Acórdão nº 00264/14.2BEPRT de Tribunal Central Administrativo Norte, 03 de Fevereiro de 2022

Magistrado ResponsávelRos
Data da Resolução03 de Fevereiro de 2022
EmissorTribunal Central Administrativo Norte

Acordam em conferência os Juízes da Secção de Contencioso Tributário do Tribunal Central Administrativo Norte: 1. RELATÓRIO 1.1. O Exmº Representante da Fazenda Pública vem recorrer da sentença proferida no Tribunal Administrativo e Fiscal do Porto em 10.11.2015, pela qual foi julgada procedente a impugnação judicial que a “P” intentou contra o indeferimento da reclamação graciosa que apresentara contra a autoliquidação de IRC do ano de 2012, no valor de €473.094,09.

1.2. A Recorrente Fazenda Pública terminou as respetivas alegações formulando as seguintes conclusões: A. Vem o presente recurso interposto da sentença que julgou procedente a impugnação sub judice, deduzida da autoliquidação de IRC de 2012, declarando que “prosseguindo a impugnante eminentemente um serviço público – o de recolha e tratamento de resíduos”, (…) “não restam dúvidas de que a impugnante sempre usufruiria de isenção à luz do artigo 9º, al.b), do CIRC”.

B.

Com o assim decidido, e salvo o devido respeito, não pode a Fazenda Pública conformar-se, por entender que a sentença recorrida se mostra afetada de erro sobre os pressupostos de direito, em termos que afetam irremediavelmente a validade substancial da sentença.

C.

Sem prescindir nem conceder da inaplicabilidade da isenção referida no art. 36º da L. nº 11/2003 à tributação da impugnante em sede de IRC, a Fazenda Pública defende que, tendo a L. nº 11/2003, de 13.05, sido revogada pela L. nº 45/2008, de 27.08, não havia sequer que ponderar a aplicação da norma remissiva constante do seu art. 36º, porque a ressalva do nº6 do art. 38º da L. nº 45/2008 refere-se exclusiva e precisamente à manutenção em vigor da natureza de pessoa coletiva de direito público, indicada pelo nº2 do art. 2º da L. nº 11/2003, e não a todo o regime consagrado nesta lei.

D.

A manutenção da natureza de direito público não significa que se possa invocar para as associações de municípios de fins específicos a manutenção do benefício das isenções fiscais previstas na lei para as autarquias locais, porque este benefício decorria tão só do art. 36º da L. nº 11/2003 e não é inerente à natureza de pessoa coletiva de direito público.

E.

Ao permitir a manutenção em vigor, estritamente, da natureza de direito público para as associações de municípios de fins específicos constituídas até à entrada em vigor da L. nº 45/2008, como é o caso da impugnante, esta lei pretendeu restringir o alcance do regime pretérito que aceitou continuasse a reger essas associações, devendo entender-se, do seu conjunto normativo, que a L. nº 45/2008 pretendeu que após a sua entrada em vigor só as associações de municípios de fins múltiplos ou comunidades intermunicipais beneficiariam das isenções fiscais previstas na lei para as autarquias locais.

Sem embargo, F.

A Fazenda Pública entende também ser de rejeitar a afirmação que admite que a remissão do art. 36º da L. nº 11/2003, de 13.05, é realizada para os termos previstos na al. a) do art. 9º, nº1, do CIRC, em que as associações de municípios são equiparadas a autarquias locais e como tal estão isentas de IRC, "por mais discutível que seja a opção legislativa ou a redação da norma remissiva e da norma de isenção".

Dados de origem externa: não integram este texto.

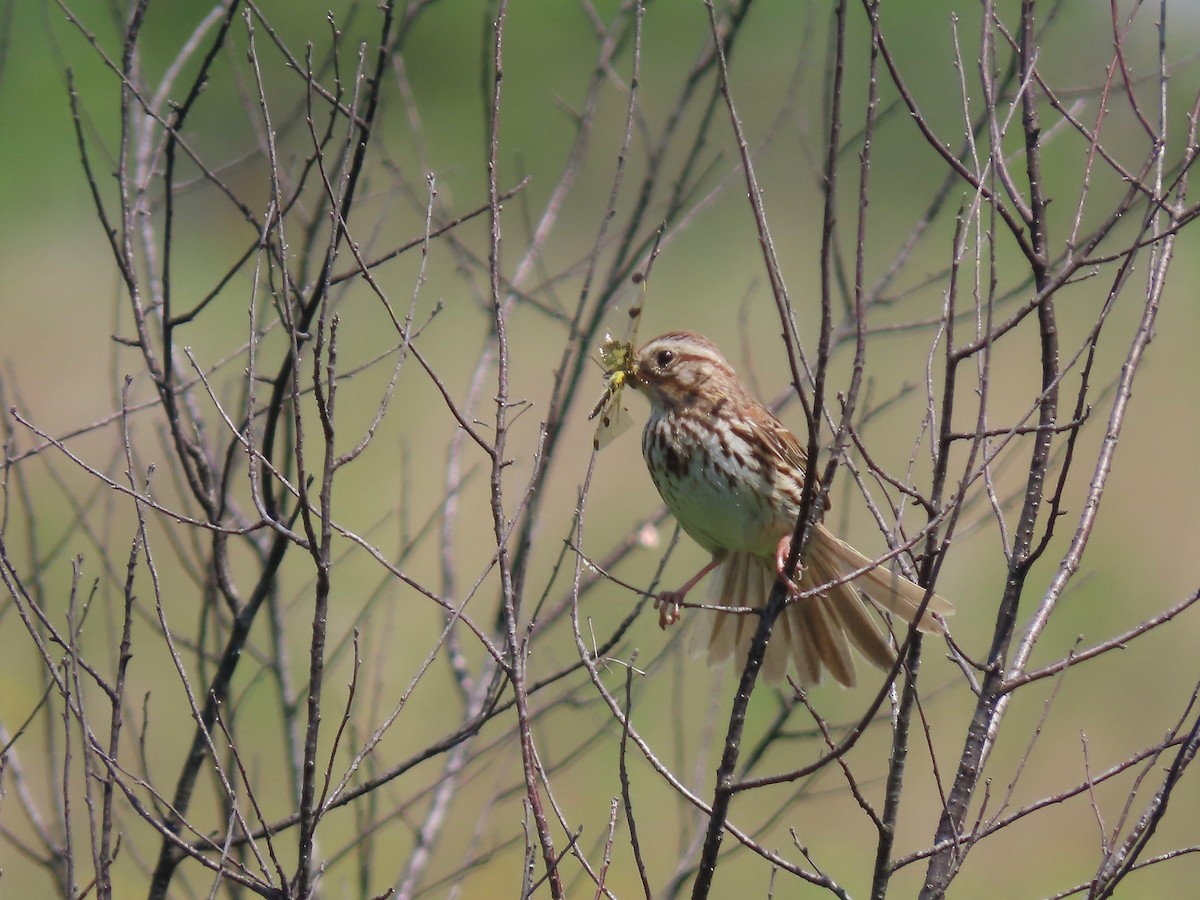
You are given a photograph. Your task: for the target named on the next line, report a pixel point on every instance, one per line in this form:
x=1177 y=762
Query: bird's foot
x=781 y=553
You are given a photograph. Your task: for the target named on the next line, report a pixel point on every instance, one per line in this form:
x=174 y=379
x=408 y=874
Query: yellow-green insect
x=618 y=359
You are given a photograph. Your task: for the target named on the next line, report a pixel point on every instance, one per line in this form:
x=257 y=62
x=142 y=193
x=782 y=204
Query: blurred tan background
x=63 y=301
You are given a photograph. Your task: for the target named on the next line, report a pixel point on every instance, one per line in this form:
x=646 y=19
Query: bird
x=732 y=475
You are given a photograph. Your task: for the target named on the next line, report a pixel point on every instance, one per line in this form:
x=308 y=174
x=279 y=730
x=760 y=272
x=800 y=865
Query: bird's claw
x=667 y=604
x=781 y=552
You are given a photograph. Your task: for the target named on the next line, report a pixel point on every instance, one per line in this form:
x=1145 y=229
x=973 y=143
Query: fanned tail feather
x=891 y=591
x=816 y=633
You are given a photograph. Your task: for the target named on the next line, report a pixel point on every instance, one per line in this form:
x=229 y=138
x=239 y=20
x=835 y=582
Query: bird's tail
x=816 y=631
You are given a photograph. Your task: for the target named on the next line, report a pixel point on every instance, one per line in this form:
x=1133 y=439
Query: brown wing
x=781 y=443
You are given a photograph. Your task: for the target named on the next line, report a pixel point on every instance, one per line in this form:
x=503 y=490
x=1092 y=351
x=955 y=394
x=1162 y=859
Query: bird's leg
x=667 y=601
x=781 y=552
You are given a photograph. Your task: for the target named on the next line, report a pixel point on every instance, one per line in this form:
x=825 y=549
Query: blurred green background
x=63 y=300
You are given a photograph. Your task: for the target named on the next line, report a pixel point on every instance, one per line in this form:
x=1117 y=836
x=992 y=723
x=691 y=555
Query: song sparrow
x=732 y=475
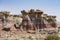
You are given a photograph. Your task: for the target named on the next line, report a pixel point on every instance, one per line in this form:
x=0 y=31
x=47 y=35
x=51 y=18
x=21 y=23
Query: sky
x=50 y=7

  1. Se o legislador pretendesse que as associações de municípios beneficiassem da isenção que vale para as autarquias locais a que se refere a al.a) do nº1 do art. 9º do CIRC não só não restava espaço para a aplicação da al.b) do mesmo preceito, havendo que considerá-la implicitamente revogada a partir da entrada em vigor da L. nº 11/2003, como igual conclusão teria de se retirar para qualquer norma constante de qualquer diploma fiscal que previsse, em condições específicas de cada tipo fiscal, isenções para as associações de municípios.

  2. Revela-se mais razoável e plausível que o legislador tenha querido salvaguardar a aplicação das normas especiais que fixem tratamento especial para as essas associações, preservando o efeito útil destas - assim, a remissão genérica do art. 36º da L. nº 11/2003 não prejudica a aplicação de normas especiais, caso da al.b) do nº1 do art. 9º do CIRC I. No que concerne à aplicação à impugnante da isenção da al.a) do nº1 do art. 9º do CIRC, razão de ser do enquadramento da associação de municípios impugnante como sujeito passivo não isento de IRC que exerce a título principal atividades de natureza comercial e industrial decorre da reconhecida realização de operações económicas por parte da impugnante com caráter empresarial, ie, buscando a melhor combinação dos fatores de produção para a perceção de acréscimos patrimoniais, visando obter uma diferença positiva entre os valores do património líquido no início e no fim do período de tributação, que a impugnante destina segundo a gestão dada pela sua administração.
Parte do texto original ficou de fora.